O presidente da Autoridade Nacional Palestina (ANP), Mahmoud Abbas, e o primeiro-ministro, Ismail Haniyeh, pediram uma reunião extraordinária do Conselho de Segurança da ONU para discutir as operações israelenses, que causaram nesta quarta-feira 24 mortes nos territórios palestinos. Em comunicado, Abbas qualificou o ataque de "horrível massacre" e pediu ao Conselho de Segurança que se reúna para "acabar com o massacre, determinar responsabilidades e impor um severo castigo a Israel". O governo palestino se reuniu em sessão de emergência sob a Presidência de Haniyeh, que anunciou que "em protesto, estão suspensas as conversas para formar um governo de união nacional". O governo decretou três dias de luto pelos ataques israelenses ocorridos em Gaza, que mataram 18 pessoas, e na Cisjordânia, onde morreram mais cinco.
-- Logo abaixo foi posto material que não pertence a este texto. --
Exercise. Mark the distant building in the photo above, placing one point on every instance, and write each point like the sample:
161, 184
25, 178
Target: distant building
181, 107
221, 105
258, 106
O Movimento Islâmico Hamas, de Haniyeh, num comunicado, também pediu a reunião do Conselho de Segurança da ONU. O partido pediu que a organização expulse "um Estado brutal e animal, como é Israel". Um porta-voz do Hamas anunciou que seu movimento vai lançar "mísseis contra Israel" e que "mártires vão penetrar no território inimigo para sacrificar suas vidas". "Nossos mártires estão esperando. A vingança está a caminho", disse Nizar Rayyan, líder do Hamas no norte de Gaza. A Jihad Islâmica também convocou ações terroristas num comunicado anunciando que "os mártires estão a caminho e que a resposta não tardará. Chegou a hora do castigo e da vingança".